Bubba was at the police station explaining to the officer why his cousin shot him.
"We wuz havin' us a real good time drinkin'," he explained, "when my cousin Billy Bob picked up his rifle and asked us fellas if we wanna go a huntin'."
"Okay," then what happened?" the officer asked.
"That's when I stood up and said, 'Sure. I'm game'!"
A redneck farmhand is driving 'round the farm, checking the fences.
After a few minutes he radios his boss and says, "Boss, I've got a problem. I hit a pig on the road and he's stuck in the bull-bars of my truck. He's still wriggling - what should I do?"
"In the back of your truck there's a shotgun. Shoot the pig in the head and when it stops wriggling you can pull it out and throw it in a bush."
The farm worker says okay and signs off. About 10 minutes later he radios back. "Boss I did what you said, I shot the pig and dragged it out and threw it in a bush."

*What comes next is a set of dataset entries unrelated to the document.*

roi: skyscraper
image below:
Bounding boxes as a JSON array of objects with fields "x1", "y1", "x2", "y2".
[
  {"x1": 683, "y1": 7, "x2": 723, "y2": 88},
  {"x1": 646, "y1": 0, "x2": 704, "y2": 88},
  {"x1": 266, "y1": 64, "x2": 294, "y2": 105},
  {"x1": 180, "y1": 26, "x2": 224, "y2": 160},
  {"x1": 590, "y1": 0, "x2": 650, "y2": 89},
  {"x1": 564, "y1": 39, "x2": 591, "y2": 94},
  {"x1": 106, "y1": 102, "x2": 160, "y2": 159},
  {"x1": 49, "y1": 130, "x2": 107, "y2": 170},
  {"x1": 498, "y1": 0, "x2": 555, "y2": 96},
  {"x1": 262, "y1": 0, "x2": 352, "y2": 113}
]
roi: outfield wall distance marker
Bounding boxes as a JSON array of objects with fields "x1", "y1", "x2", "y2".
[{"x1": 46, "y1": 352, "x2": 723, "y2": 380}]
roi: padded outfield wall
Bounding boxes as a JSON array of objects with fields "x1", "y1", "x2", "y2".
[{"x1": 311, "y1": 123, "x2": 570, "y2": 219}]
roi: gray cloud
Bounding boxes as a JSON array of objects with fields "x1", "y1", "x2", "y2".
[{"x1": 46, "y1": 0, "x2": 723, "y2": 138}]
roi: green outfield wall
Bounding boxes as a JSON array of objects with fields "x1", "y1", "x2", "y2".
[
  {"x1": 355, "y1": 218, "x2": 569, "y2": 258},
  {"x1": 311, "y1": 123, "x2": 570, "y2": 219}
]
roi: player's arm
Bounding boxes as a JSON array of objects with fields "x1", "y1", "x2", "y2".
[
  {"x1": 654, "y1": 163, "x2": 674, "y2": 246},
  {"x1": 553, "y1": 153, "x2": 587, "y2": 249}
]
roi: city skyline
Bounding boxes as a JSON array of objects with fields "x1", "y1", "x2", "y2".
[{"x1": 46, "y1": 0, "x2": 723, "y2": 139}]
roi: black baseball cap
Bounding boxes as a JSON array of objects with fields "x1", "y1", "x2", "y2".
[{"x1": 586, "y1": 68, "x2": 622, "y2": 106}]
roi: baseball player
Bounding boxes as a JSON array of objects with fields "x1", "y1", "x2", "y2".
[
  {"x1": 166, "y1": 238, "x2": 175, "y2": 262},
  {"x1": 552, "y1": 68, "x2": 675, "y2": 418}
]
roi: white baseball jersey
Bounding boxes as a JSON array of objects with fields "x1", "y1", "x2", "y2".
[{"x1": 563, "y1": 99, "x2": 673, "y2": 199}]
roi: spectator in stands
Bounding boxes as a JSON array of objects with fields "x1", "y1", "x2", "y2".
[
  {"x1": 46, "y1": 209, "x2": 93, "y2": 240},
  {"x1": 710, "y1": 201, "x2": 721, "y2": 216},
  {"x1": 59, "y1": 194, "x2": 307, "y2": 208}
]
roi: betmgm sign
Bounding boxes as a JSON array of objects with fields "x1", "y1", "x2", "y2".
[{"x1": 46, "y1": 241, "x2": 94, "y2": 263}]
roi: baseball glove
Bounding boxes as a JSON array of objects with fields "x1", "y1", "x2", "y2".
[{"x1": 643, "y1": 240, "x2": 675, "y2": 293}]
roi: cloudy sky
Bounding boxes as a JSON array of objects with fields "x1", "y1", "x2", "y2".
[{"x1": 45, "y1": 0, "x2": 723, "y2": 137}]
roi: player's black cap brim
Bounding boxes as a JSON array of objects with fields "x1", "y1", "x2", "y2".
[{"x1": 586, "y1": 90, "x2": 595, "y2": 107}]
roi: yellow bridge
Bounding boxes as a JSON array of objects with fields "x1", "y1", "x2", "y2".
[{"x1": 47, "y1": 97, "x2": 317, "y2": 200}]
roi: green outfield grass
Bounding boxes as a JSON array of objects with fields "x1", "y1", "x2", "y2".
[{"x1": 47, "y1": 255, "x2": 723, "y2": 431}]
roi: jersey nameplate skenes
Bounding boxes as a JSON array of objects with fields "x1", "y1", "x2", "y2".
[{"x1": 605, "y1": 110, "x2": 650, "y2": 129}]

"So what's the problem now?" his Boss snapped.
"The blue light on his motorcycle is still flashing."
A young boy went running down the street in search of a policeman. Finding one, he pleaded, "Officer, please I need you to come back to the bar with me. My dad is in a fight."
The officer accompanied him back to the bar where he found three guys in a fistfight. "Ok, now which one is your father?" he asked the young boy.
"I don't know, officer. That's what they're fighting about!"